Louis Magaud d'Aubusson, a doctor of law, joined the Société nationale d'acclimatation de France in 1880. He served as its archivist from 1887 to 1892, then became an administrator and president of the ornithology section in 1907. A passionate hunter of waterfowl and falconer, he first became known for a work dedicated to falconry and the biology of birds of prey. He was also an honorary member of the Institut d'Égypte of Cairo and was the author of a renowned work on quail hunting in Egypt. On January 26, 1912, he became the first president of the Ligue pour la protection des oiseaux and remained in that position until his death. He intervened to stop the slaughter of puffins on the Sept-Îles archipelago off Perros-Guirec.

He authored numerous ornithological monographs, including Les corvidés (1883) and Les gallinacés d'Asie (Paris, 1888), in addition to his important work on the history of falconry.

He published several articles in Revue française d’ornithologie, Revue des sciences naturelles appliquées, and Bulletin de la Société nationale d'acclimatation.
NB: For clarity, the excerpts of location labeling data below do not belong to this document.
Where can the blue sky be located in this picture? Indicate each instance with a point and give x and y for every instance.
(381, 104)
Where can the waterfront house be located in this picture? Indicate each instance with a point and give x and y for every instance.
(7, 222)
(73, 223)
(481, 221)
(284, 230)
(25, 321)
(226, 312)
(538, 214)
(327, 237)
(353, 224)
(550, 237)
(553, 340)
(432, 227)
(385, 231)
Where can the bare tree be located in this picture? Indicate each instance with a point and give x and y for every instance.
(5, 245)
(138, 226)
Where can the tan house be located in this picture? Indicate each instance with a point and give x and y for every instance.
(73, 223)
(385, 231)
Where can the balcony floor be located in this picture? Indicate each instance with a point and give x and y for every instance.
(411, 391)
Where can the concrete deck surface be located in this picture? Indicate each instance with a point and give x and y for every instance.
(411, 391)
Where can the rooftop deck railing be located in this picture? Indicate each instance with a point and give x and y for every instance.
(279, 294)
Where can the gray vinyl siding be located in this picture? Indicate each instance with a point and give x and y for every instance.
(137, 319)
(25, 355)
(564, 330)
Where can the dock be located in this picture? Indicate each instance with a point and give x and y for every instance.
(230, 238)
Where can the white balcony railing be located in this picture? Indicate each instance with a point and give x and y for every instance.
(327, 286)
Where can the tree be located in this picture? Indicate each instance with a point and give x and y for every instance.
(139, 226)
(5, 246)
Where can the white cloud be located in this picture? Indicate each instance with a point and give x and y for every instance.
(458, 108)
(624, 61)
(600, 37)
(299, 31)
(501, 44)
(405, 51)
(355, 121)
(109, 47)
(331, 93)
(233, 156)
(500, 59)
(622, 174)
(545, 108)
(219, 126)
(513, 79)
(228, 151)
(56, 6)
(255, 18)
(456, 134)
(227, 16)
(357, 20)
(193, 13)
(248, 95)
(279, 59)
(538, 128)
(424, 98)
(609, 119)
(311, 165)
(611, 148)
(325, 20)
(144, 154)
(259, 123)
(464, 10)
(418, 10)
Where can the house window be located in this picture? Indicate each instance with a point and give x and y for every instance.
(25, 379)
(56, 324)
He was the owner of the château de Polagnat, he served as mayor of Saint-Bonnet-près-Orcival (Puy-de-Dôme) from 1872 to 1876 and from 1884 to 1888.

== Publications ==
- 1883: Oiseaux de la France. Première monographie. Corvidés. Histoire naturelle générale et particulière des passereaux déodactyles cultrirostres observés en France. Paris, A. Quantin, 107 p.
- 1885: Catalogue raisonné par région, des espèces d'oiseaux qu'il y aurait lieu d'acclimater et domestiquer en France. Bull. Soc. Accl, 2 : 471–499.
- 1886: Bull. Soc. Accl, 3 : 1–29, 244–261, 417–429, 573–580.
- 1887: Bull. Soc. Accl, 4 : 147–161, 337–348, 424–439, 599–635, 721–740.
- 1887: Sur la conformation des serres de quelques rapaces diurnes et la manière dont ils en usent pour offenser leur proie. Le Naturaliste, 9 : 119–122.
- 1887: Document inédit pour servir à l'histoire du rheinharte ocellé. Bull. Soc. Accl, 4 : 337–348.
- 1894: Esquisse de la faune égyptienne. Première partie. Oiseaux et reptiles. Le Caire, Imprimerie nationale, 24 pages.
- 1915: La protection des oiseaux, guide pratique

== Bibliography ==
- René Ronsil (1948). Bibliographie ornithologique française. Paris, Lechevalier, 1948. Tome 1, n° 1857.